Suppose the company in question goes into receivership or liquidation, then the fixed charge holders are paid out of the proceeds of sale of the relevant asset before any other claimants. This in particular makes a fixed charge a strong security.
In case of fixed charge such involves the transfer of dominion over that asset/property to the extend that the debtor will not be allowed to deal freely with that asset/property in the ordinary course of business.

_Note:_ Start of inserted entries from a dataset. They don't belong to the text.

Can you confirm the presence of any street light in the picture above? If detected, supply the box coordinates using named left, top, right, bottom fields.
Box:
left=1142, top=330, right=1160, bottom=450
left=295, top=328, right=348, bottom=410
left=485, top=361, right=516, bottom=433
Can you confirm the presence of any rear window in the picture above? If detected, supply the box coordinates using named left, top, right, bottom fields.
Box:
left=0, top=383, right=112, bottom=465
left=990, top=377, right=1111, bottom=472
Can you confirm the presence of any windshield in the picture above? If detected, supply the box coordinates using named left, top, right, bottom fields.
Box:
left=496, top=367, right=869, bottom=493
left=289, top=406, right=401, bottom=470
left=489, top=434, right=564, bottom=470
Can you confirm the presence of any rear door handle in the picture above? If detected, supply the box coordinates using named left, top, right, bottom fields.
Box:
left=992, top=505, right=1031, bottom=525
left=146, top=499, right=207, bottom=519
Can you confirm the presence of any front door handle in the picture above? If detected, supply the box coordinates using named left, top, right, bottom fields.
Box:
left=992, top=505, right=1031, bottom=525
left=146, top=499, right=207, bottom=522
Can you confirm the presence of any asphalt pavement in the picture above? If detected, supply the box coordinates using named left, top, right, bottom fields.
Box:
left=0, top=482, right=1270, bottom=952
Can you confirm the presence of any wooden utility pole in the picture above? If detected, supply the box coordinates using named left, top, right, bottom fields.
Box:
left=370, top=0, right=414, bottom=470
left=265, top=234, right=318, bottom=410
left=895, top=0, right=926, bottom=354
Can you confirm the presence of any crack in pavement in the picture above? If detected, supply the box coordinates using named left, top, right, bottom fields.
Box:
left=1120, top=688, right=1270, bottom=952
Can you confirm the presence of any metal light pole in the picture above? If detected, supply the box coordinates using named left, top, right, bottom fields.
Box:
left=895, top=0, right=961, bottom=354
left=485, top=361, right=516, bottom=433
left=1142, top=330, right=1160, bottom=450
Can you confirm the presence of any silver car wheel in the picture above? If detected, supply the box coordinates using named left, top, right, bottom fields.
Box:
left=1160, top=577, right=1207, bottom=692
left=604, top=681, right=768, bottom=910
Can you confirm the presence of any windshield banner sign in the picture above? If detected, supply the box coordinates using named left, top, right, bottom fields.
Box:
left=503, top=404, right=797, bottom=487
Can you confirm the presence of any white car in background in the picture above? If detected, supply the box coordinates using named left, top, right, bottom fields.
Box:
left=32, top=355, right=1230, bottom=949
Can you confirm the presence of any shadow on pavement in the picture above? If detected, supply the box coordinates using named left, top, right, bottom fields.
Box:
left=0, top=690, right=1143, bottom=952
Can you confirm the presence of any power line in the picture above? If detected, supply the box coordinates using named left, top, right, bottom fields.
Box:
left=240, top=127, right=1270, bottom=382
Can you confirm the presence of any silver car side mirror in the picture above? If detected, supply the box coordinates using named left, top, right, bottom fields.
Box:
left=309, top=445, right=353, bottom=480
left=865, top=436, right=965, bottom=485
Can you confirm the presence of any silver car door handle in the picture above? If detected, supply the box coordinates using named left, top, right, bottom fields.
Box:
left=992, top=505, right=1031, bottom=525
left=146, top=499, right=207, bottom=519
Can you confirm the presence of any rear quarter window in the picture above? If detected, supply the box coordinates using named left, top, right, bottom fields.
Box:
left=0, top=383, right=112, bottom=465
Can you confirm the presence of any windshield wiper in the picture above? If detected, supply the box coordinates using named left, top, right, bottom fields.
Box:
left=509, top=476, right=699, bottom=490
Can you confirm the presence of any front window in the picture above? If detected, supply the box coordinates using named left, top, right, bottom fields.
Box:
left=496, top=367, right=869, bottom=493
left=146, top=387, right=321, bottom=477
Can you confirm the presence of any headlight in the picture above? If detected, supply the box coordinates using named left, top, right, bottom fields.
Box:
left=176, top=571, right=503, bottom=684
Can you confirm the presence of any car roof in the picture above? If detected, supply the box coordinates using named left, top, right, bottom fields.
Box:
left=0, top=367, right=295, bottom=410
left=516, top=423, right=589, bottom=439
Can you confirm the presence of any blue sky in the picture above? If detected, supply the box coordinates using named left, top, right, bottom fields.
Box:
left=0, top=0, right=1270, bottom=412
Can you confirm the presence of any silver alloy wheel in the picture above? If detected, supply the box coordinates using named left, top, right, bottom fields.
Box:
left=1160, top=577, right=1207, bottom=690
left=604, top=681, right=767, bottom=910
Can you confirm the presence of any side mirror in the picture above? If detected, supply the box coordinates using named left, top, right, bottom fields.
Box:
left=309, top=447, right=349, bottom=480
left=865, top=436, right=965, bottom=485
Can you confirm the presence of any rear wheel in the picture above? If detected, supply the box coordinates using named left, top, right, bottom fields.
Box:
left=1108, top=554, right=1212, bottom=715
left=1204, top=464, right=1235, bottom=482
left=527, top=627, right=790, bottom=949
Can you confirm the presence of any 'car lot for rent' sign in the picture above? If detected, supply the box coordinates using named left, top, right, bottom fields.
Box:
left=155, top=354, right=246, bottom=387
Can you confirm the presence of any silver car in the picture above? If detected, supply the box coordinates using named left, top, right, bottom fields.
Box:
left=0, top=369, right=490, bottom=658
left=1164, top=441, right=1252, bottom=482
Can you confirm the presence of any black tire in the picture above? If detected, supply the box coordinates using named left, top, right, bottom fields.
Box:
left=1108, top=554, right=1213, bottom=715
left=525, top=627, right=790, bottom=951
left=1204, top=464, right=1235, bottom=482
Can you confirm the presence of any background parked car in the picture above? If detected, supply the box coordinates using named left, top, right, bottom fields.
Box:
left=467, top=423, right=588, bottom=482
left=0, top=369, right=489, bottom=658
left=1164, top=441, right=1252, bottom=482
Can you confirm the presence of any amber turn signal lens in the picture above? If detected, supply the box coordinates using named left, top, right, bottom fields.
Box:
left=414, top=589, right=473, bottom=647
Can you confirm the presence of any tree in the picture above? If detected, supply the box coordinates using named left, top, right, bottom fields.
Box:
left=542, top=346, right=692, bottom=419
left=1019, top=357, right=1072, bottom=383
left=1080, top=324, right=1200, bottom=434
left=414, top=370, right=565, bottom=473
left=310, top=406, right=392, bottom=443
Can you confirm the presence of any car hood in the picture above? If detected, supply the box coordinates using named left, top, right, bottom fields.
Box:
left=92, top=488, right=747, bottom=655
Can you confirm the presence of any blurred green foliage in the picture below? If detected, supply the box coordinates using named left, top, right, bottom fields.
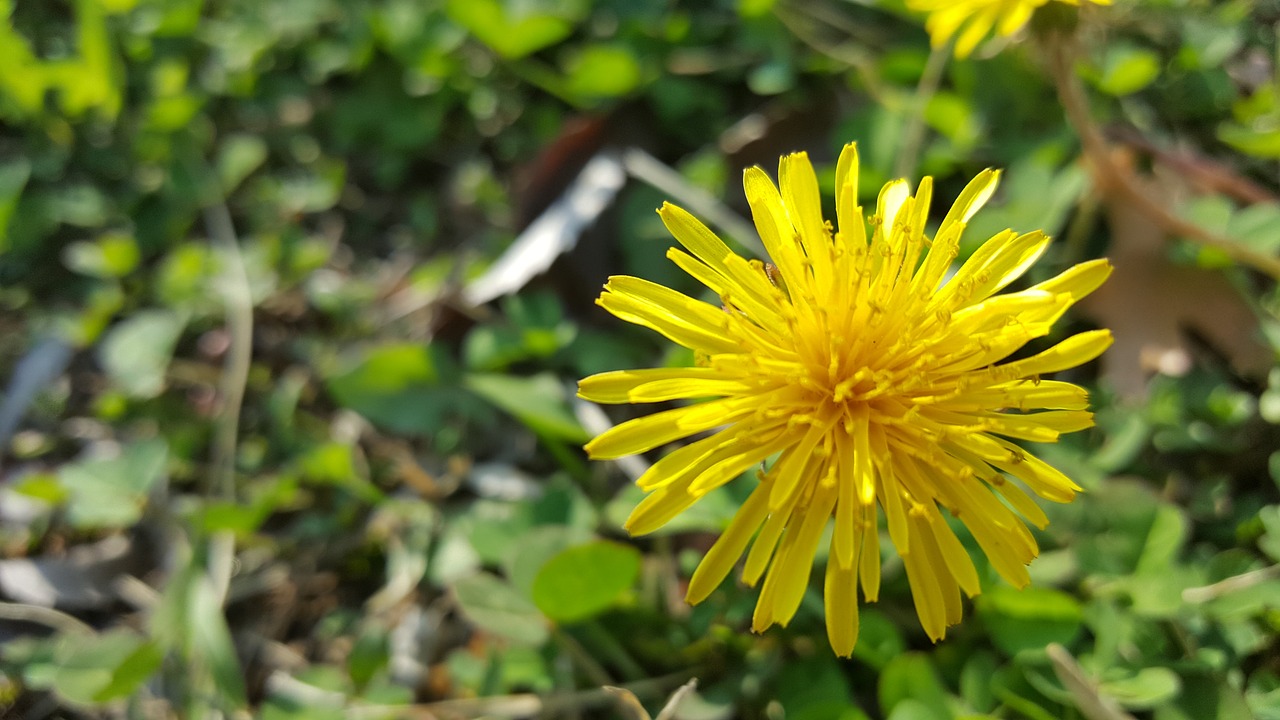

If a company has no scope for granting a fixed charge, the English case of Court of Chancery in re Panama, New Zeland and Australian Royal Mail Company (1870) LR 5 Ch App 318 gives an answer and permits the creation of an equitable charge over the company’s undertaking and stock in trade. It is therefore possible to have a charge over the assts such as stock which is constantly changing. The three basic features of the floating charge were analyzed in Re Yorkshire Woolcombers Association Ltd; Houldsworth Woolcombers Association Ltd 2 Ch 284 and are:
a) It is an equitable charge over the whole or a class of the company’s assets for example over the book debts;
b) The assets subject to the charge are constantly changing;
c) The company retains the freedom to deal with the assets in the ordinary course of business until the charge ‘crystallizes’.
A floating charge will crystallize on the company in the following cases, provided the instrument creating the charge, expressly specifies in the charge document: going into receivership, going into liquidation, ceasing trade.
Therefore, once the floating charge crystallizes it becomes fixed and attaches to the asset/property and comes in the pool of assets. The principal effect of crystallization is that the charge ceases to be floating and it becomes specific or fixed and the debtor’s ability to deal with the asset in the ordinary course ceases.
As a matter of practice, the events of default are normally expressly provided for in the charge instrument and those are, amongst others:
(ii) Presentation of the winding up petition or passing of a resolution to appoint a liquidator;
(iii) Crystallization of any prior or subsequent floating charge;
(iv) Granting of another security to another creditor;
(v) Levying of distress or execution against any of the assets of the debtor;
(vi) Default in paying any financial indebtedness; and
(vii) Incurring further borrowings beyond a certain figure.